Oculocerebrofacial syndrome is a very rare autosomal recessive type of BIDS which is characterized by profound intellectual disabilities, cranio-facial dysmorphisms (including blepharophimosis), and other congenital ocular-brain-urogenital-skeletal anomalies. Only 19 cases have been reported in medical literature.

=== Blepharophimosis-intellectual disability syndrome, MKB type ===

This is a rare, X-linked recessive type of BIDS which is characterized by developmental and speech delay, intellectual disabilities, urogenital anomalies, facial dysmorphisms (including blepharophimosis), and autistic-like behavior. Additional findings include joint hypermobility, hearing loss, dental anomalies, and microcephaly.

=== Ohdo syndrome ===

Also known Blepharophimosis-intellectual disability syndrome, Ohdo type, it is a very rare type of BIDS that is characterized by blepharophimosis, ptosis, intellectual disabilities, hearing loss, and underdevelopment of teeth. Autosomal recessive, dominant, X-linked recessive, and mitochondrial inheritance patterns have been suggested. Only 30 cases have been described in medical literature.

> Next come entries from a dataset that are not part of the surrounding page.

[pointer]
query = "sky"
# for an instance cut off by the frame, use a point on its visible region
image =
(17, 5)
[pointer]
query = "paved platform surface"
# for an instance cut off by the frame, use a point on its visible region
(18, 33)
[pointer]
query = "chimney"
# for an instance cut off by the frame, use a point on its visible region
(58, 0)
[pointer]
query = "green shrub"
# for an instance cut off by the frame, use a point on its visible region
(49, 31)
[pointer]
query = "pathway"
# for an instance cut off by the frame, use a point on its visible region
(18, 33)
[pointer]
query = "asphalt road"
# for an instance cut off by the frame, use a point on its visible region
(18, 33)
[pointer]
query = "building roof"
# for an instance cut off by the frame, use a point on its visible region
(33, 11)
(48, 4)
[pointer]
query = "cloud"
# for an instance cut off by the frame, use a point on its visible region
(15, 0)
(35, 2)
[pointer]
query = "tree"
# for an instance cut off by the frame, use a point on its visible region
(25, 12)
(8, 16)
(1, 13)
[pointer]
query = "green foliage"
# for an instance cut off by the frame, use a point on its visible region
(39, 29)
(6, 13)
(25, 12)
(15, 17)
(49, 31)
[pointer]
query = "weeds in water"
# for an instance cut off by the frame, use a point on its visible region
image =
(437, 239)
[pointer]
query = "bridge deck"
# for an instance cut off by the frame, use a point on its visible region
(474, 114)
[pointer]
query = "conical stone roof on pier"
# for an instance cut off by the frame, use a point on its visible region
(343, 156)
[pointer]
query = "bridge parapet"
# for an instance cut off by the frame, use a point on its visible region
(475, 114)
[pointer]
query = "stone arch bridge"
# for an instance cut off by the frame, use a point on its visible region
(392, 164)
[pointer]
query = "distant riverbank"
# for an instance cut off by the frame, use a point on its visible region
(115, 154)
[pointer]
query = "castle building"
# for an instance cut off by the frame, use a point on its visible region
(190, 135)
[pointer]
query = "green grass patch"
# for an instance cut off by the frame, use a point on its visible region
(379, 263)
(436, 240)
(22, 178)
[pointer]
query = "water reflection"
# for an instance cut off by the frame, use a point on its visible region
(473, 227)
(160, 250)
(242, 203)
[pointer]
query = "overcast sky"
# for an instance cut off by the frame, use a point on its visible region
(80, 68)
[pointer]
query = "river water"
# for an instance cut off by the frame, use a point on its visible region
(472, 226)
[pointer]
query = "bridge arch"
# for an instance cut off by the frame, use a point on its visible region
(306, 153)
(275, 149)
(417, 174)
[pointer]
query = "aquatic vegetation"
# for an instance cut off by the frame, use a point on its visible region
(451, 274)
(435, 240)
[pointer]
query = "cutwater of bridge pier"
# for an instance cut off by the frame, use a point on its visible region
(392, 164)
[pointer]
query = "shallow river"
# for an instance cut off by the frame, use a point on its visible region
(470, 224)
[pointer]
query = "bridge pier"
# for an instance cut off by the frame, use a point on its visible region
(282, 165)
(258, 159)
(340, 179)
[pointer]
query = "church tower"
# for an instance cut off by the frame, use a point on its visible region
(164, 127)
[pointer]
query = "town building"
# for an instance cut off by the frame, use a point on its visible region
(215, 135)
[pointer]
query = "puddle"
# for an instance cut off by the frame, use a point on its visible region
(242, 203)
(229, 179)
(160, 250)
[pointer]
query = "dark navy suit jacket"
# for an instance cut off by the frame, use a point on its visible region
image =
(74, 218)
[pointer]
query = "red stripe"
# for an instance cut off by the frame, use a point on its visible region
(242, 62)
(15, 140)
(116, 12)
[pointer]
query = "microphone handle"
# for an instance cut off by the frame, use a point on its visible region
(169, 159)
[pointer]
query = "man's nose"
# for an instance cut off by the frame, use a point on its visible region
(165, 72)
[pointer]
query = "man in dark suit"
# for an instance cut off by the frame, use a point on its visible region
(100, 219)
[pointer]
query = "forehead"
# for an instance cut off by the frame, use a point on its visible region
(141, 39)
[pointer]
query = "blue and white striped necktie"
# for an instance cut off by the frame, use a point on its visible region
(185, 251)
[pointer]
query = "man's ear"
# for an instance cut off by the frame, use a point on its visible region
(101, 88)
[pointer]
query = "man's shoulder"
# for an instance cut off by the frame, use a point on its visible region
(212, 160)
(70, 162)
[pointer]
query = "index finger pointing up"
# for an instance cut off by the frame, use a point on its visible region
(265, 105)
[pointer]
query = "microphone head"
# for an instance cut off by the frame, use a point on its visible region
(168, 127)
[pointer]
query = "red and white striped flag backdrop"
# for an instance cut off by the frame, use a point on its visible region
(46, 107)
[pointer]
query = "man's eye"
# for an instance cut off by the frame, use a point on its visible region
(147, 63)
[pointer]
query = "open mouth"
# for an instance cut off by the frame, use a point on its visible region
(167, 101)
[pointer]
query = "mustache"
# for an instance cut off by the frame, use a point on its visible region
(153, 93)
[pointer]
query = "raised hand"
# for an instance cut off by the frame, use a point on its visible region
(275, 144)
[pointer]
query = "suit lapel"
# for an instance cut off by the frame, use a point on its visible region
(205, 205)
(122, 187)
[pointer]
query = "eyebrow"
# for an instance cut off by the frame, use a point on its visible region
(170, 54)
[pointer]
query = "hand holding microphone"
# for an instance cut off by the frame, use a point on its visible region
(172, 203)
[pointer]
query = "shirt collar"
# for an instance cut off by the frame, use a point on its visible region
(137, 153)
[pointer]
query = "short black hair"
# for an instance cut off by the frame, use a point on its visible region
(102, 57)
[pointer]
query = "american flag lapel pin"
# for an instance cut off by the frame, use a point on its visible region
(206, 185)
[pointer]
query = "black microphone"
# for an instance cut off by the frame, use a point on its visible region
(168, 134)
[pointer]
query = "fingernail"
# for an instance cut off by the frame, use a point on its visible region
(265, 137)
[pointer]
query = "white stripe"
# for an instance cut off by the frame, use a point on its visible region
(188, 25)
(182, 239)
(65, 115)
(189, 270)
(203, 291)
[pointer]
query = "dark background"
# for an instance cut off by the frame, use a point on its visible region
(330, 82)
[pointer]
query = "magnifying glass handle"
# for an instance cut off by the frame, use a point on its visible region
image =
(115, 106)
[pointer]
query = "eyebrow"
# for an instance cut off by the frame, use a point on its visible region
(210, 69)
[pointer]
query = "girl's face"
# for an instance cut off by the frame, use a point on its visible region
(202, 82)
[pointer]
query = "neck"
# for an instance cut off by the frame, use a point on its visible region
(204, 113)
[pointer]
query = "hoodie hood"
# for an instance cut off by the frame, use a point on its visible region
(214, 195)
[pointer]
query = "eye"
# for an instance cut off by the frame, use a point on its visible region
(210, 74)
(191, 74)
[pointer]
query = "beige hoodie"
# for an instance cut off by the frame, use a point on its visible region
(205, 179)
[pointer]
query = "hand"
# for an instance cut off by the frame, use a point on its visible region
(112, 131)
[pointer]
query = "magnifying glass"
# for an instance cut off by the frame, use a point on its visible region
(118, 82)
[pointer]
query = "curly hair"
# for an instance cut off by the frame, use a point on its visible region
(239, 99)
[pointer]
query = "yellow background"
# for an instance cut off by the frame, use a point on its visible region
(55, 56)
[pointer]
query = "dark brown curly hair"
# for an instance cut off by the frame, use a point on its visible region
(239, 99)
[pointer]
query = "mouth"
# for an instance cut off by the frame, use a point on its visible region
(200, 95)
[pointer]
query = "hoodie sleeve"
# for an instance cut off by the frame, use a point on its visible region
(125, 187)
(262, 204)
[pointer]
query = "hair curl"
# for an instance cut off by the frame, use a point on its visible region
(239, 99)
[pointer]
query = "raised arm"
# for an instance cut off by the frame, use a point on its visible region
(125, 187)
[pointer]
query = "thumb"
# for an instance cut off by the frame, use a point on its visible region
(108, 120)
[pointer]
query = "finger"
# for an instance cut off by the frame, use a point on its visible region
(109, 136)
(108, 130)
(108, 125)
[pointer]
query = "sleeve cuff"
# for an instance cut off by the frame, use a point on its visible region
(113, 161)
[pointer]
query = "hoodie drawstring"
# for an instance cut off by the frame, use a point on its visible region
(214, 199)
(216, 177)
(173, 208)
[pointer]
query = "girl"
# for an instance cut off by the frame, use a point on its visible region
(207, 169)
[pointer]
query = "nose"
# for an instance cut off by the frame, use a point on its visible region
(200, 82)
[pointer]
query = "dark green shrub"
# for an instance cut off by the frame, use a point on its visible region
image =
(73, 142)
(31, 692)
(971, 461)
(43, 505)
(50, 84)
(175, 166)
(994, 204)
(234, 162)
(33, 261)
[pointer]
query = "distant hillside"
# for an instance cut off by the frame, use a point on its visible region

=== Say-Barber-Biesecker-Young-Simpson syndrome ===

Also known as Blepharophimosis-intellectual disability syndrome, SBBYS type, it is a very rare autosomal dominant type of BIDS which is characterized by craniofacial dysmorphisms, skeletal anomalies, developmental delay, hypotonia, and intellectual disabilities. It is caused by mutations in the KAT6B gene in chromosome 10. Only 122 cases have been described in medical literature.

=== Blepharophimosis-intellectual disability syndrome, Verloes type ===

This is a very rare type of BIDS which is characterized by craniofacial dysmorphisms, epilepsy, hypsarrythmia, intellectual disabilities, psycho-motor delays, and genital anomalies. It's inheritance pattern is unknown.